新型コロナウイルス感染症流行時に大きく減少した医療機関の外来受診者数は流行収束後、パンデミック前の6割にとどまっていることが、東京慈恵会医科大学の研究チームによる全国規模の調査でわかった。一方で救急外来の利用は前より増加しており、研究チームは「受療行動の長期的・構造的な変化が生じている可能性がある」と分析している。
調査は、総合医科学研究センター臨床疫学研究部の青木拓也准教授、松島雅人教授のチームが、日本における受療行動の変化を全国規模で調べようと実施した。コロナ禍の2021年と収束後の24年、全国の約3000人を対象に、パンデミック前、パンデミック期、パンデミック収束後の3時点で比較。その結果、収束後も診療所や一般病院への受診がパンデミック前には完全には回復していないことが明らかになった。

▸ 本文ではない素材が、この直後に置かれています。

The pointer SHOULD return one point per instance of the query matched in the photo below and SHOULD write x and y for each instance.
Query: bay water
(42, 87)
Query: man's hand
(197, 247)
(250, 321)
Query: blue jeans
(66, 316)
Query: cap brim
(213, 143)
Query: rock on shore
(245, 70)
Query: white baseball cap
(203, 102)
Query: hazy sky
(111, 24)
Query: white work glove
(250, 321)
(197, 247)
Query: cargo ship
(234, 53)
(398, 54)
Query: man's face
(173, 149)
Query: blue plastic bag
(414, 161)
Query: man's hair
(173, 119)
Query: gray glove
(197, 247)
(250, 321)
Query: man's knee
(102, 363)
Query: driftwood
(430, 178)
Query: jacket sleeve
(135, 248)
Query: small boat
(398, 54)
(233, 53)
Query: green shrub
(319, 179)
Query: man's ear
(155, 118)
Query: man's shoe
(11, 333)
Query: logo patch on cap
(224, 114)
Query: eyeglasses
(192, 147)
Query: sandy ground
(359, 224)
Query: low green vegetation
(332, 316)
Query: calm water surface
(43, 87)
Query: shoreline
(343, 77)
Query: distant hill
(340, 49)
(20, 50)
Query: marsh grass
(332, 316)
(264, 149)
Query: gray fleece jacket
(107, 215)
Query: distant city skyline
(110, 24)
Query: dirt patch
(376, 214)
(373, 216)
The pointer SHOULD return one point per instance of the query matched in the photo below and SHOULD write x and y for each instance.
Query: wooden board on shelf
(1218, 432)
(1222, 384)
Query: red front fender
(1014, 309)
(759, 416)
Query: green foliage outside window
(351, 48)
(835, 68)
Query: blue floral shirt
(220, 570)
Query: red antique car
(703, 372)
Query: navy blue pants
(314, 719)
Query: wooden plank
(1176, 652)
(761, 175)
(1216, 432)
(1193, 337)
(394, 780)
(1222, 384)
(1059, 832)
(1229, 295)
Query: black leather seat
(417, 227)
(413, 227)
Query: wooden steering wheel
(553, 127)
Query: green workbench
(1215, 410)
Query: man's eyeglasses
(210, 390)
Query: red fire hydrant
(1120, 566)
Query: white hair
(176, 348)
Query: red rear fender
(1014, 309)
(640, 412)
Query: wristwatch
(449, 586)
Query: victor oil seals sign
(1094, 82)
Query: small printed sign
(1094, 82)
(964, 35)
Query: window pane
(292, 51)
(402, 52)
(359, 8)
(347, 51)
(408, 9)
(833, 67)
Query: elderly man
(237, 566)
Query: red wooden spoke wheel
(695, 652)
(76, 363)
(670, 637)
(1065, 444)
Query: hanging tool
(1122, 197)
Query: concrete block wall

症状出現時の受診数について13年(パンデミック前)と24年(収束後)の比較では、一般病院受診は71・7%で診療所は62・2%。双方を合わせた受診数は64・0%にとどまった。若年層、女性、高所得層、慢性疾患のない層では診療所受診の回復が特に遅い傾向がみられた。
一方、月間1000人当たりの救急外来受診については、21年の2件から24年には10件に増加し、13年を上回ったことがわかった。感染不安が続いていること、軽症時の自己判断、OTC薬などのセルフケア志向が背景にあるのではないかと研究チームではみている。